RE: discovering code points with embedded nulls

From: Marco Cimarosti (marco.cimarosti@essetre.it)
Date: Wed Feb 05 2003 - 13:40:09 EST

Next message: Otto Stolz: "Re: discovering code points with embedded nulls"

Previous message: Rick Cameron: "RE: discovering code points with embedded nulls"
Maybe in reply to: Erik.Ostermueller@alltel.com: "discovering code points with embedded nulls"
Next in thread: Otto Stolz: "Re: discovering code points with embedded nulls"
Messages sorted by: [ date ] [ thread ] [ subject ] [ author ] [ attachment ]
Mail actions: [ respond to this message ] [ mail a new topic ]

Erik Ostermueller wrote:
> I'm dealing with an API that claims it doesn't support
> unicode characters with embedded nulls.
> I'm trying to figure out how much of a liability this is.

If by "embedded nulls" they mean bytes of value zero, that library can
*only* work with UTF-8. The other two UTF's cannot be supported in this way.

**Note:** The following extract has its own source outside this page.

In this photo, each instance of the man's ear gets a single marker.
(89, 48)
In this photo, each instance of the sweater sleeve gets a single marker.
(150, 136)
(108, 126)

But are you sure you understood clearly? Didn't they perhaps write "Unicode
*strings* with embedded nulls? In that case they could have meant that null
*characters* inside strings. I.e., they don't support strings containing the
Unicode character U+0000, because that code is used as a string terminator.
In this case, it would be a common and accepted limitation.

> What is my best plan of attack for discovering precisely
> which code points have embedded nulls
> given a particular encoding? Didn't find it in the maillist archive.
> I've googled for quite a while with no luck.

The question doesn't make sense. However:

UTF-8: Only one character is affected (U+0000 itself);

UTF-16: In range U+0000..U+FFFF (Basic Multilingual Plane), there are of
course exactly 511 characters affected (all those of form U+00xx or U+xx00),
484 of which are actually assigned. However, a few of these code points are
high or low surrogates, which means that also many characters in range
U+010000..U+10FFFF are affected.

UTF-32: All characters are affected, because the high byte of an UTF-32 unit
is always 0x00.

> I'll want to do this for a few different versions of unicode
> and a few different encodings.

Most single and double-byte encodings behave like UTF-8 (i.e., a single
zero-byte is only needed to encode U+0000 itself).

> What if I write a program using some of the data files
> available at unicode.org?
> Am I crazy (I'm new at this stuff) or am I getting warm?
> Perhaps this data file:
> http://www.unicode.org/Public/UNIDATA/UnicodeData.txt ?
>
> Algorithm:
> INPUT: Name of unicode code point file
> INPUT: Name of encoding (perhaps UTF-8)
>
> Read code point from file.
> Expand code point to encoded format for the given encoding.
> Test all constituent bytes for 0x00.
> Goto next code point from file.

That would be totally useless, I am afraid.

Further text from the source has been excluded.